I will take a look at this presentation, but I think there could be 
another option where accelerators information is obtained during pci 
enumeration by the kernel and using this information by this 
functionality skipping those ranges allocated to them. Forcing them to 
be compiled with the kernel would go against what distributions 
currently and widely do with initramfs. Not sure if some current "early" 
stubs could be used for this though but the information needs to be 
recollected before this code does the checks.


>>> I have also problems understanding the concurrency when handling the
>>> global dax_cxl_mode variable. It is modified inside process_defer_work()
>>> which I think can have different instances for different devices
>>> executed concurrently in different cores/workers (the system_wq used is
>>> not ordered). If I'm right race conditions are likely.
> It only works as a single queue of regions. One sync point to say "all
> collected regions are routed into the dax_hmem or dax_cxl bucket".
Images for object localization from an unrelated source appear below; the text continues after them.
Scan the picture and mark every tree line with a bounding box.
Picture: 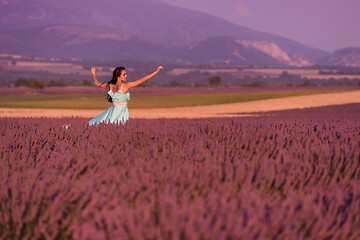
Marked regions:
[10,76,223,88]
[8,71,360,89]
[12,78,93,89]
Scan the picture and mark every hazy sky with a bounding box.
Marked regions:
[161,0,360,52]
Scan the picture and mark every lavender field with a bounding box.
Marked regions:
[1,104,360,239]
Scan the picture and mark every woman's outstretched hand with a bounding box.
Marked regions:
[91,67,96,75]
[157,66,163,72]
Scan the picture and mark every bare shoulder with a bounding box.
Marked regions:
[122,82,131,90]
[106,83,112,90]
[123,82,130,87]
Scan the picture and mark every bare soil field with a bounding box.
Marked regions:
[1,90,359,119]
[2,61,112,76]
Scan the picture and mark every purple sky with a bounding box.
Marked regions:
[161,0,360,52]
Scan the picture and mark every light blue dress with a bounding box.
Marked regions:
[88,84,130,125]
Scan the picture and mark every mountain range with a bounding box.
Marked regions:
[0,0,359,66]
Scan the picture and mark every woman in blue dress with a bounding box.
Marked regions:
[88,65,163,125]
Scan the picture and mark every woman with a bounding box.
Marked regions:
[88,65,163,125]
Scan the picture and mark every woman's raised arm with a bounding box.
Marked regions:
[125,66,163,89]
[91,67,108,89]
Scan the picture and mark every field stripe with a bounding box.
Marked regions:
[1,90,359,119]
[0,89,353,109]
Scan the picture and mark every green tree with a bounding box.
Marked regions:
[30,79,45,89]
[280,71,289,79]
[167,81,187,87]
[208,75,221,87]
[82,79,92,86]
[14,78,32,87]
[300,78,312,87]
[46,80,65,87]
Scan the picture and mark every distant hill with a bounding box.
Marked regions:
[176,37,312,66]
[0,26,318,66]
[326,48,360,67]
[0,25,171,61]
[0,0,330,65]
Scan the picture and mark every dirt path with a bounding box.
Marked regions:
[1,91,360,119]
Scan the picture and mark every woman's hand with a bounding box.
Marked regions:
[90,67,107,89]
[157,66,163,72]
[91,67,96,75]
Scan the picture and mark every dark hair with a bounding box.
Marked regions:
[106,67,125,103]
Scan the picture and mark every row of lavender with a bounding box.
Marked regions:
[1,113,359,239]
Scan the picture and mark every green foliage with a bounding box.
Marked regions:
[319,67,360,75]
[164,81,188,87]
[0,81,11,87]
[208,75,221,87]
[82,79,92,86]
[171,70,211,86]
[279,71,302,81]
[241,80,266,87]
[14,78,32,87]
[300,78,312,87]
[46,80,65,87]
[280,71,289,78]
[13,78,44,89]
[30,79,45,89]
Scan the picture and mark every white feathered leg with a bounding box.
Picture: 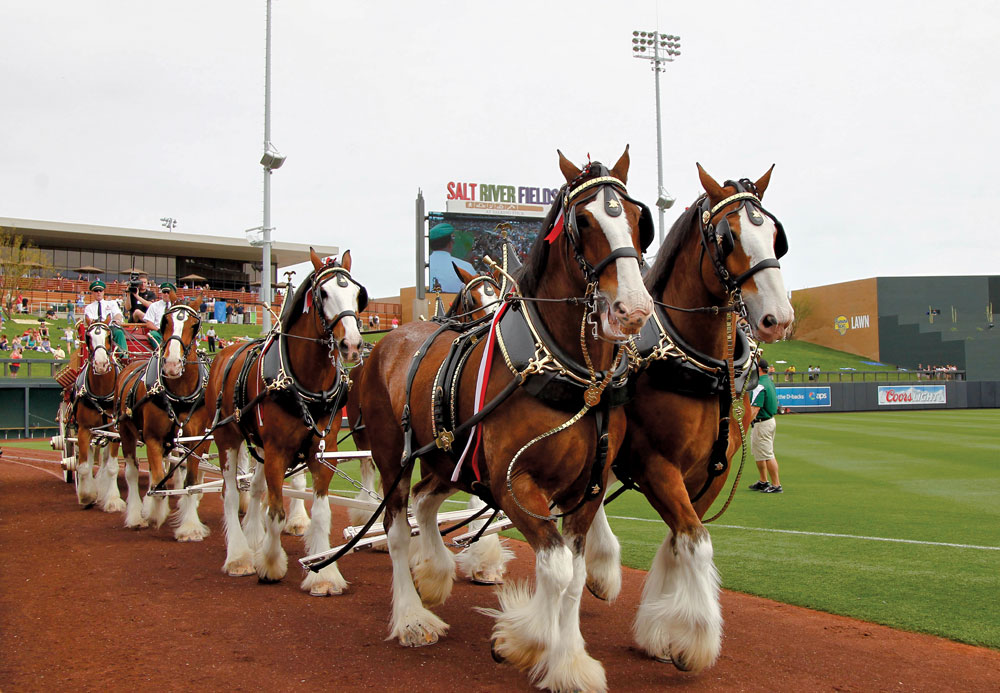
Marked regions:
[455,495,512,585]
[123,455,147,528]
[584,502,622,602]
[172,461,210,543]
[387,509,449,646]
[220,445,255,576]
[255,500,288,583]
[633,528,722,673]
[97,446,126,513]
[241,456,266,552]
[75,443,98,507]
[409,487,456,607]
[300,493,348,596]
[348,456,381,527]
[284,467,311,536]
[485,544,605,692]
That is how I think it should work, handling all the soft reserved 
ranges vs regions by one code execution. But that is not the case. More 
later.


>> Yeah, this is something I spent sometime thinking on. My rationale
>> behind not having it and where I'm still unsure:
>>
>> My assumption was that after wait_for_device_probe(), CXL topology
>> discovery and region commit are complete and stable.
> ...or more specifically, any CXL region discovery after that point is a
> typical runtime dynamic discovery event that is not subject to any
> deferral.
>
>> And each deferred worker should observe the same CXL state and
>> therefore compute the same final policy (either DROP or REGISTER).
> The expectation is one queue, one event that takes the rwsem and
> dispositions all present regions relative to initial soft-reserve memory
> map.
>
>> Also, I was assuming that even if multiple process_defer_work()
>> instances run, the operations they perform are effectively safe to
>> repeat.. though I'm not sure on this.
> I think something is wrong if the workqueue runs more than once. It is
> just a place to wait for initial device probe to complete and then fixup
> all the regions (allow dax_region registration to proceed) that were
> waiting for that.
>
>> cxl_region_teardown_all(): this ultimately triggers the
>> devm_release_action(... unregister_region ...) path. My expectation was
>> that these devm actions are single shot per device lifecycle, so
>> repeated teardown attempts should become noops.
> Not noops, right? The definition of a devm_action is that they always
> fire at device_del(). There is no facility to device_del() a device
> twice.
>
>> cxl_region_teardown_all() ultimately leads to cxl_decoder_detach(),
>> which takes "cxl_rwsem.region". That should serialize decoder detach and
>> region teardown.
>>
>> bus_rescan_devices(&cxl_bus_type): I assumed repeated rescans during
>> boot are fine as the rescan path will simply rediscover already present
>> devices..
> The rescan path likely needs some logic to give up on CXL region
> autodiscovery for devices that failed their memmap compatibility check.
>
>> walk_hmem_resources(.., hmem_register_device): in the DROP case,I
>> thought running the walk multiple times is safe because devm managed
>> platform devices and memregion allocations should prevent duplicate
>> lifetime issues.
>>
>> So, even if multiple process_defer_work() instances execute
>> concurrently, the CXL operations involved in containment evaluation
>> (cxl_region_contains_soft_reserve()) and teardown are already guarded.
>>
>> But I'm still trying to understand if bus_rescan_devices(&cxl_bus_type)
>> is not safe when invoked concurrently?
> It already races today between natural bus enumeration and the
> cxl_bus_rescan() call from cxl_acpi. So it needs to be ok, it is
> naturally synchronized by the region's device_lock and regions' rwsem.
>
>> Or is the primary issue that dax_cxl_mode is a global updated from one
>> context and read from others, and should be synchronized even if the
>> computed final value will always be the same?
> There is only one global hmem_platform device, so only one potential
> item in this workqueue.


Well, I do not think so.


hmem_init() in drivers/dax/device.c walks IORESOURCE_MEM looking for 
IORES_DESC_SOFT_RESERVED descriptors and calling hmem_register_one for 
each of them. That leads to create an hmem_platform platform device (no 
typo, just emphasizing this is a platform device with name 
hmem_platform) so there will be as many hmem_platform devices as 
descriptors found.


Then each hmem_platform probe() will create an hmem platform device, 
where a work will be schedule passing this specific hmem platform device 
as argument. So, each work will check for the specific ranges of its own 
pdev and not all of them. The check can result in a different value 
assigned to dax_cxl_mode leading to potential race conditions with 
concurrent workers and also potentially leaving soft reserved ranges 
without both, a dax or an hmem device.